Let the mind be supposed to be affected at the same time by two emotions, its power of action not being increased or diminished by one, while it is increased or diminished by the other. From the preceding proposition it is plain that when the mind is afterwards affected by the first emotion through its true cause, which (by hypothesis) of itself neither increases nor diminishes the mind's power of thinking, it will at the same time be affected by the other emotion, which does increase or diminish that power, that is to say, it will be affected with joy or sorrow; and thus the thing itself will be the cause of joy or of sorrow, not of itself, but accidentally. In the same way it can easily be shown that the same thing may accidentally be the cause of desire.
The fact that we have contemplated a thing with an emotion of joy or sorrow, of which it is not the efficient cause, is a sufficient reason for being able to love or hate it.
We now understand why we love or hate certain things from no cause which is known to us, but merely from sympathy or antipathy, as they say. To this class, too, are to be referred those objects which affect us with joy or sorrow solely because they are somewhat like objects which usually affect us with those emotions. I know indeed that the writers who first introduced the words "Sympathy" and "Antipathy" desired thereby to signify certain hidden qualities of things, but nevertheless I believe that we shall be permitted to understand by those names qualities which are plain and well known.

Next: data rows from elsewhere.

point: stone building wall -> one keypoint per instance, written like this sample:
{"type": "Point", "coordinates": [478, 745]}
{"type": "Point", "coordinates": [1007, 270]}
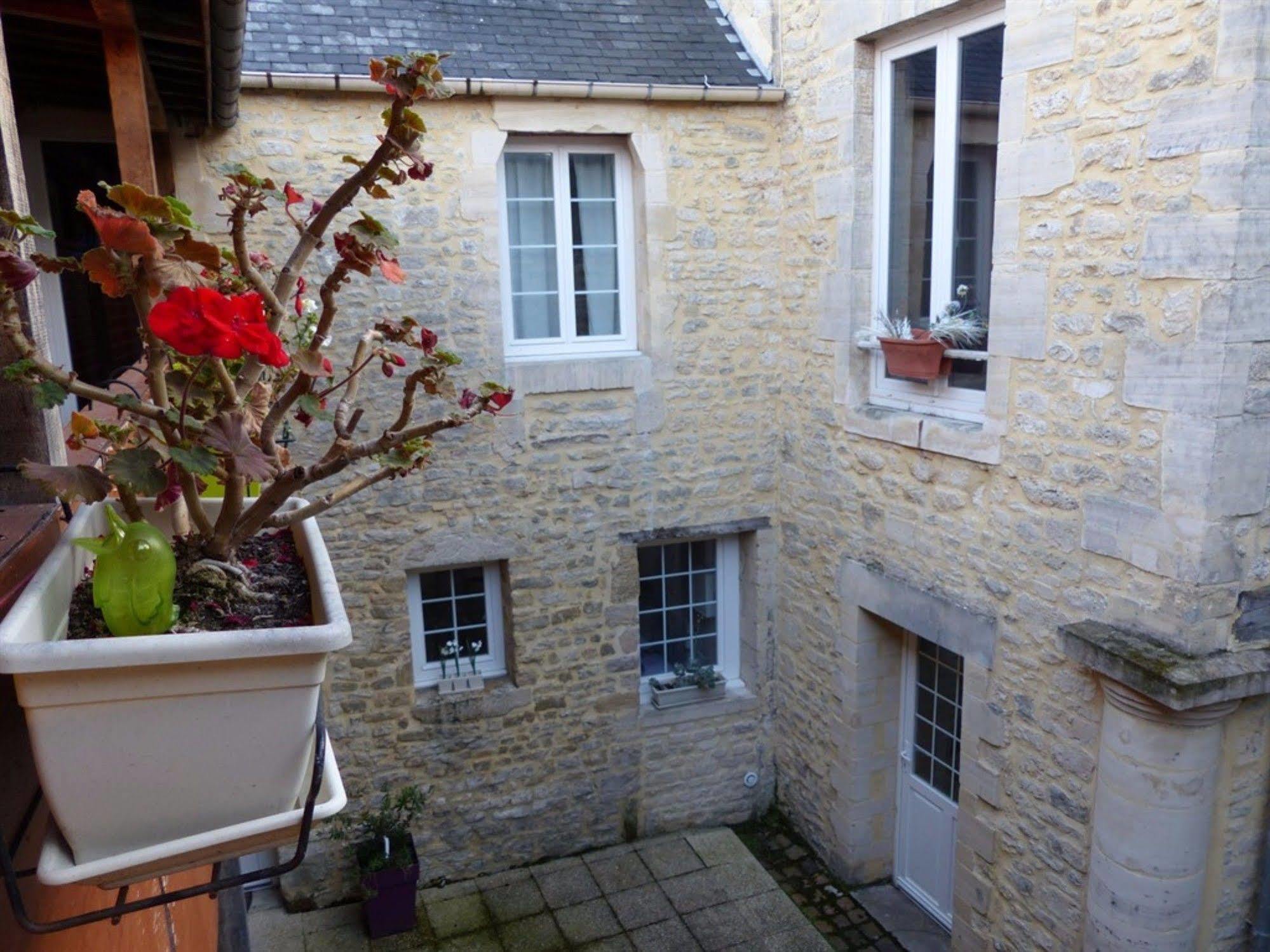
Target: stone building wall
{"type": "Point", "coordinates": [559, 757]}
{"type": "Point", "coordinates": [1119, 474]}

Anything may be accidentally the cause either of hope or fear. Things which are accidentally the causes either of hope or fear are called good or evil omens. In so far as the omens are the cause of hope and fear are they the cause of joy or of sorrow, and consequently so far do we love them or hate them, and endeavor to use them as means to obtain those things for which we hope, or to remove them as obstacles or causes of fear. Our natural constitution, too, is such that we easily believe the things we hope for, and believe with difficulty those we fear, and we think too much of the former and too little of the latter. Thus have superstitions arisen, by which men are everywhere disquieted. I do not consider it worth while to go any further, and to explain here all those vacillations of mind which arise from hope and fear, since it follows from the definition alone of these emotions that hope cannot exist without fear, nor fear without hope.

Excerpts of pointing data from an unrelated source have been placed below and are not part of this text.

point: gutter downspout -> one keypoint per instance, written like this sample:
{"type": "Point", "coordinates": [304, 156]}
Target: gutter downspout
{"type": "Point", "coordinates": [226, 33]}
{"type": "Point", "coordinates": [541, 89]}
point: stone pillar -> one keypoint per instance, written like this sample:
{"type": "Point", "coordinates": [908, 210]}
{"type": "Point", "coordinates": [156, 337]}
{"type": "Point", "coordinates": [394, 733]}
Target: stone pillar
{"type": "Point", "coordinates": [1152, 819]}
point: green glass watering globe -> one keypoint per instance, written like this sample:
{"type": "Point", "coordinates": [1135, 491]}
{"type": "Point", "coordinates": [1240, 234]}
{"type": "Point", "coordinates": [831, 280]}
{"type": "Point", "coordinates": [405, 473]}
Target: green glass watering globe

If we imagine a certain thing to possess something which resembles an object which usually affects the mind with joy or sorrow, although the quality in which the thing resembles the object is not the efficient cause of these emotions, we shall nevertheless, by virtue of the resemblance alone, love or hate the thing.
If we have been affected with joy or sorrow by any one who belongs to a class or nation different from our own, and if our joy or sorrow is accompanied with the idea of this person as its cause, under the common name of his class or nation, we shall not love or hate him merely, but the whole of the class or nation to which he belongs.